Inadequate coordination of the many communication networks used in various smart systems is a challenge for utilities. The integration of the power system, energy resources, and information technology is the cause of this lack of interoperability [22]. The network’s adoption of improved communication protocols and the penetration of distributed generators (DGs) make a grid smart. If DER and DG penetration is high and they are not adequately integrated, the main grid will have power losses and low power trading [23]. A decentralized method of energy dispatch is made possible by the proper coordination and aggregation control of DG units, which also enhances the distribution network and increases energy generation. This idea envisions “virtual power plants” (VPP). VPP is a crucial component of the smart grid; this is made feasible by the network parts’ ability to coordinate themselves and the grid architecture’s ability to be controlled to its fullest potential. Due to the utilization of certain smart grid DGs in VPP principles, there is less overlap between the two. For example, the desire for strong active power management on distribution networks for the best performance of the smart grid is immediately applied to VPP, delivering comparable solutions to the network’s issues. Because of this, different researchers have been able to define VPP from their perspectives. The authors in [24,25] state that VPP is a system that assembles numerous low- and medium-power DG units and energy storage devices by managing flexible loads on the grid to engage in power trading on the energy market or to offer backup energy services. The mechanism used to control DERs, flexible loads, energy storage devices, and the medium used for information exchange between the grid and energy users can also be used to define VPP [26]. The term VPP is used by the authors of [26] to describe a single power plant with an upgraded energy management system (EMS) that manages the operation of DERs, flexible loads, and energy storage devices. In contrast, the authors of [27] view VPP as an energy market with trading platforms for DERs that are bound by distance, capacity, size, and resource kinds.

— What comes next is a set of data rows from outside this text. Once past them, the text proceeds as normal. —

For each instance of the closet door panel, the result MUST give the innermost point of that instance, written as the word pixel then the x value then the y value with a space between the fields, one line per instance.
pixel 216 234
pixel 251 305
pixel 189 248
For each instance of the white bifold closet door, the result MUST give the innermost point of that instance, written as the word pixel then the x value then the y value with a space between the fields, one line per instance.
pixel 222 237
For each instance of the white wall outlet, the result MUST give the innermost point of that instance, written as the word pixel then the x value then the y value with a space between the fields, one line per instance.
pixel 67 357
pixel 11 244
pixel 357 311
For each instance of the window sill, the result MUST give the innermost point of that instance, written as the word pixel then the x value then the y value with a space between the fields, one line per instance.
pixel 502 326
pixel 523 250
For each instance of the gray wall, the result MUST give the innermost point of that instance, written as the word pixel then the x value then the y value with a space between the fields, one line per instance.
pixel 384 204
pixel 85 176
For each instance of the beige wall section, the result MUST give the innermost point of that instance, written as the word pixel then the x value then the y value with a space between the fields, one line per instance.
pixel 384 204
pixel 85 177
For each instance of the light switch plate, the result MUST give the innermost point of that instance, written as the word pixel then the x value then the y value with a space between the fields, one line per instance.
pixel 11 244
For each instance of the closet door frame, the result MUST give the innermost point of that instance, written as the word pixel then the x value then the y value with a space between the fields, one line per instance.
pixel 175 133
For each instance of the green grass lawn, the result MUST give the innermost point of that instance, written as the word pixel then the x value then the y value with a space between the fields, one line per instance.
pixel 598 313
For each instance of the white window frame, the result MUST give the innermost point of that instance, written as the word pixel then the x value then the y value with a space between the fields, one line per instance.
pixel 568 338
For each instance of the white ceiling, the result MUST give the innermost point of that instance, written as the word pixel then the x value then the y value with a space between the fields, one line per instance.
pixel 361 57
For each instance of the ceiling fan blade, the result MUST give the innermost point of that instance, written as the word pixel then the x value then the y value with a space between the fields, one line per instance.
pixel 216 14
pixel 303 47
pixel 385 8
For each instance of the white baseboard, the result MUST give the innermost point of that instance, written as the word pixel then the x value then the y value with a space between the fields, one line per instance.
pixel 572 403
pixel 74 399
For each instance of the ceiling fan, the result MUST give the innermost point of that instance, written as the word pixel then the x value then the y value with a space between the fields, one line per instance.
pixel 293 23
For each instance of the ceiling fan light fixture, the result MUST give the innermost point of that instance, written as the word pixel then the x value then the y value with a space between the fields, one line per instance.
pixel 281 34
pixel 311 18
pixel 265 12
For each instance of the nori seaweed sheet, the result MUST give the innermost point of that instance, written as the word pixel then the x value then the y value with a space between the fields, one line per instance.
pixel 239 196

After reviewing the numerous definitions, it is clear that the primary goal of VPP is to maximize the advantages of a smart grid by assuring correct information interchange between the supply and demand of energy [28]. The management approach suggested in [29] expands virtual power plants’ ability to provide first-rate energy services, enhance productivity, and enhance demand-side management. By permitting market participation, work has been performed on managing, planning, and controlling VPP. From low-voltage (LV) loads through medium-voltage (MV) substations to high-voltage (HV) virtual power plants, Cipcigan et al. designed an architectural concept for VPP with three aggregated echelons [30]. In contrast to the suggested architecture, multiple DG penetrations restrict voltage rise, thermal limitations at LV/MV substations, and transformer ratings [31].